2. If you donated a scarf please share what this experience meant to you or if you received a scarf and story please share how this impacted your healing journey?
Receiving the beautiful scarf from Amy was like an infusion of hope from a fellow traveler. Reading the online stories of so many young women who had fought and succeeded in their battle against cancer was tremendously encouraging. The scarf was also a conversation starter at the gym, supermarket, and church helping me connect with others who had been in my shoes or knew someone who was.
3. What are the things that provided hope and strength to you throughout your battle?
Of course, my family, friends, and my amazing dog, Emily were an invaluable source of support for me along with the wonderful staff at the Emory Winship Cancer Center here in Atlanta. Every test, statistic, and treatment were thoroughly explained with all their pros and cons. I think we’re all lucky to live at a time where we no longer blindly follow a medical protocol, put are partners in our treatment and recovery. Knowledge really does give one a sense of power.
4. Where are you currently on your cancer journey? Tell us how you are living life over cancer.
I finished my last chemo in November and since then have been taking an aromatase inhibitor. I will take this for five years or longer perhaps. The side effects are not too bad, fatigue and sore joints, but if they keep another recurrence from happening I’ll be thankful. I’m back taking long walks with Emmie and swimming about 7 miles a week. For me exercise has been a wonderful healer, especially of the mind.
5. What do you wish other people knew about Hope Scarves?
I think I would like others to know that there is this wonderful small gift of Hope scarves that they can send to a friend or even acquaintance that just “says” it all. When one’s own words won’t suffice, the stories of other Hope Scarf recipients can be so comforting for the cancer patient.
6. What would you tell someone who is thinking about sending a Hope Scarf to a friend battling cancer?
7. What is one of your dreams or goals for the future?

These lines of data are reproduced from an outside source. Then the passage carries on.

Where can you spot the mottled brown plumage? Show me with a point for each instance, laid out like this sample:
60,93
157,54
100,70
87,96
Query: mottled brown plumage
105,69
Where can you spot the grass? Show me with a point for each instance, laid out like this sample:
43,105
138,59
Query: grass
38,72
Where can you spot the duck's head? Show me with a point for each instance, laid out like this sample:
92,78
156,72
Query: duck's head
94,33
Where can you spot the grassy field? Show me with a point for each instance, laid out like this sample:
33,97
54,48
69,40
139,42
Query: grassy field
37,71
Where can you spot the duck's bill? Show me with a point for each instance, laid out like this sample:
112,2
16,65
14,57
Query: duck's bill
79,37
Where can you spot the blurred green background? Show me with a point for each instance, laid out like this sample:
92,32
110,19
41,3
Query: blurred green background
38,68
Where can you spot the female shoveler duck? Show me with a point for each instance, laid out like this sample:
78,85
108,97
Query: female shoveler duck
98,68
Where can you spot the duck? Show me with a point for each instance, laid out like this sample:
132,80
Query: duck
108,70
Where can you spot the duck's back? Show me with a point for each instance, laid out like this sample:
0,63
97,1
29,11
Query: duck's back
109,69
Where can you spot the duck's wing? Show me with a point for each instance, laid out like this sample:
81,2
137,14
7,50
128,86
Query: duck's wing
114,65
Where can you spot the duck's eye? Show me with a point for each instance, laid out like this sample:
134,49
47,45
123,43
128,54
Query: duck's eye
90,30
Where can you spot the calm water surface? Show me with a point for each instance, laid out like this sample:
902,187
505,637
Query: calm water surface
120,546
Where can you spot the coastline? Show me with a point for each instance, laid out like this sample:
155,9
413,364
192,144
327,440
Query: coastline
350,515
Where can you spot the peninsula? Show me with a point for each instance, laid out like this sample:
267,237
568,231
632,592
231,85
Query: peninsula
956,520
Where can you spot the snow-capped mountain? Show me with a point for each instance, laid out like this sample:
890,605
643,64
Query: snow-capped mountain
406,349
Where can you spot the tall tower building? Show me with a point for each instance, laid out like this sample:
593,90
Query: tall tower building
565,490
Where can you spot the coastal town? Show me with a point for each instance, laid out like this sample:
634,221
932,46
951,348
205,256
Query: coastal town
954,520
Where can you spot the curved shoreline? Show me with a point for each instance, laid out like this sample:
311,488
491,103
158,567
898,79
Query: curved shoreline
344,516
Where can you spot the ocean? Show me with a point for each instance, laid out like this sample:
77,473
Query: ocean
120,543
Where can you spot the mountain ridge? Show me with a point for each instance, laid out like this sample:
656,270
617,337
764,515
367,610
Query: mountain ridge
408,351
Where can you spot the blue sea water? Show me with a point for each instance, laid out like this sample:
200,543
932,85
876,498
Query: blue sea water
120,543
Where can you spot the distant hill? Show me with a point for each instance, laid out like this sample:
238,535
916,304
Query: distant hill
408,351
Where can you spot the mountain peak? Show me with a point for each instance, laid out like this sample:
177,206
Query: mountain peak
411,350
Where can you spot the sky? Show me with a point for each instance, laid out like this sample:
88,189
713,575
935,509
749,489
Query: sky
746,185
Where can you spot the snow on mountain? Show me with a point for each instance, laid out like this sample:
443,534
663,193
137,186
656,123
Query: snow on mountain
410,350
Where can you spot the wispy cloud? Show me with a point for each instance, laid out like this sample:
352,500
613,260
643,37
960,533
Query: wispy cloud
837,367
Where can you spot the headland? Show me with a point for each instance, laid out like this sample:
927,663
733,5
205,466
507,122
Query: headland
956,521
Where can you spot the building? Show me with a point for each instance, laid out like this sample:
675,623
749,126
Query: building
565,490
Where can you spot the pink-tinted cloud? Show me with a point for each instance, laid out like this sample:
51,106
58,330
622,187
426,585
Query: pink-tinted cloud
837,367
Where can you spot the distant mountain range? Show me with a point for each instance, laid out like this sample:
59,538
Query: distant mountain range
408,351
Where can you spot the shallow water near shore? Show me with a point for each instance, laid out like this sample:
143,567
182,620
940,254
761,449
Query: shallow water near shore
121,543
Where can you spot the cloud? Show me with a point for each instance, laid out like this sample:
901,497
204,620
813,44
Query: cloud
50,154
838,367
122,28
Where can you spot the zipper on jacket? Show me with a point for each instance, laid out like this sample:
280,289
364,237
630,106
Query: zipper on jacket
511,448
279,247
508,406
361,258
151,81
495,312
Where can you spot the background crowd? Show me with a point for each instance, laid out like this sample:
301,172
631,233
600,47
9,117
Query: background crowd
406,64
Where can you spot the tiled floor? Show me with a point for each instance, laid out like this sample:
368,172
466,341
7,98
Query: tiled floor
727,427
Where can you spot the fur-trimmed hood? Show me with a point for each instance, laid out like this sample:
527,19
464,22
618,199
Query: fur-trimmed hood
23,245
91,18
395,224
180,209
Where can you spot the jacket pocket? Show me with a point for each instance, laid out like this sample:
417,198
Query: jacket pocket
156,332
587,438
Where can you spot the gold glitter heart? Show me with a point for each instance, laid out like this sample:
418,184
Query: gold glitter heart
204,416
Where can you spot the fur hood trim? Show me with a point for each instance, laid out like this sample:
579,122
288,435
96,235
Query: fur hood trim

I would like to give Mt. Kilimanjaro one more try. My first attempt at age 22 ended with me stricken with altitude sickness about 500 feet below the summit.
8. What is your favorite inspirational quote or words to live by?
9. If your friends or family had to describe you in two words, what would those be?
Impatient and compassionate (according to my husband).
10. Please share something you learned having gone through cancer – either as a survivor or as having a loved one with cancer.
Life is fleeting. Make every day count. Do something for someone else!.